BISMARCK, N.D. North Dakota's telemarketing restrictions are legal, and a state law limiting sales calls helps safeguard privacy and does not violate the free-speech rights of charities, a federal appeals court has ruled.
The 2-1 decision by the 8th U.S. Circuit Court of Appeals, made public yesterday, reverses a decision by U.S. District Judge Ralph Erickson of Fargo, who concluded in October 2003 that the state law was unfair to nonprofit groups.
The law "significantly furthers the state's interest in residential privacy," Judges Roger Wollman and J. Leon Holmes wrote in the court's majority opinion in Fraternal Order of Police v. Stenehjem. "The (state law) does not substantially limit charitable solicitations, and is not unconstitutionally overbroad."
Judge Gerald Heaney dissented, calling the law "overly restrictive."
"The regulation prevents potentially willing listeners from engaging in discourse about charitable contributions," Heaney wrote, adding, "North Dakota has failed to demonstrate that its ban on telefunders' calls will restore, or even significantly improve, residential privacy."
The North Dakota branches of the Fraternal Order of Police and the Veterans of Foreign Wars sued to overturn the law shortly after it was approved by the 2003 Legislature.
Grant Benjamin, a Fargo police officer who is president of the North Dakota FOP, said using professional fundraisers to call potential donors has been the organization's most effective way of raising money.
It is too expensive for the police organization to hire employees to solicit money, Benjamin said. The North Dakota law "hampers our fundraising for our law enforcement community," he said. "We may have to look at other ways to raise funds."
Attorneys general from 15 states supported North Dakota's appeal, while 184 organizations based in 43 states, mostly representing firefighters, police officers and veterans, asked the appeals court to uphold Erickson's ruling.
North Dakota's law bars most organizations from making telephone sales calls to homes if the phone number is listed on a state "do-not-call" list.
Charities may make fundraising calls to people who have joined the no-call list, but only if they use employees or volunteers. Professional telemarketers are not allowed to call people on the list.
The appeals court concluded the volunteers-versus-pros distinction was legal.
"We are reluctant to second-guess the North Dakota Legislature's judgment that professional charitable solicitors intrude more regularly on residents' privacy than volunteers or employees, and that the act is a necessary means of enabling its citizens to halt these intrusions," the majority opinion says. "The act does not foreclose all means of charitable solicitation directed at these residents."
Errol Copilevitz, a Kansas City, Mo., attorney for the two North Dakota nonprofit groups, said the ruling might be appealed to the U.S. Supreme Court.
North Dakota's law has some provisions that discriminate against nonprofit groups while favoring commercial interests, Copilevitz said yesterday. A sales call by a nonprofit employee or volunteer is no less intrusive than one placed on the nonprofit's behalf by a hired telemarketer, he said.

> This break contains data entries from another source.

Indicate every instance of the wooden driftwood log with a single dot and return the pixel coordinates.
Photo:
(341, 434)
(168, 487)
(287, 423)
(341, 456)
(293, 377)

"It's a tremendous blow against a lot of nonprofits that rely on grassroots fundraising," Copilevitz said of the decision. "What (the law) is forcing charities to do ... is to adopt in-house telemarketing, and that's not what we want from nonprofit organizations. We want them to pursue their mission. We don't want them to go into the telemarketing business."
The state law allows businesses to make unsolicited calls to former customers, even if the number is on the no-call list. It also exempts calls made by political parties and candidates.
Attorney General Wayne Stenehjem said the decision was a victory for North Dakotans who want to avoid being pestered by telephone sales calls.
Some North Dakota charities that have hired telemarketers for fundraising have ended up paying most of their collections to the telemarketer, Stenehjem said. By giving charities an incentive to use volunteers or employees to raise money over the phone, the law assures donors that the charity is getting most of what they contribute, he said.
"We have examples of some (telemarketers) ... collecting 87 percent to 90 percent of the money, and that's what they keep, and only a small portion of the donation actually goes to the charity," the attorney general said. "I think that's unconscionable."
The appeals court also overturned Erickson's award of $21,654 in attorneys' fees to the Fraternal Order of Police and the Veterans of Foreign Wars. The two organizations had appealed that part of Erickson's earlier ruling, claiming the fee award was too low.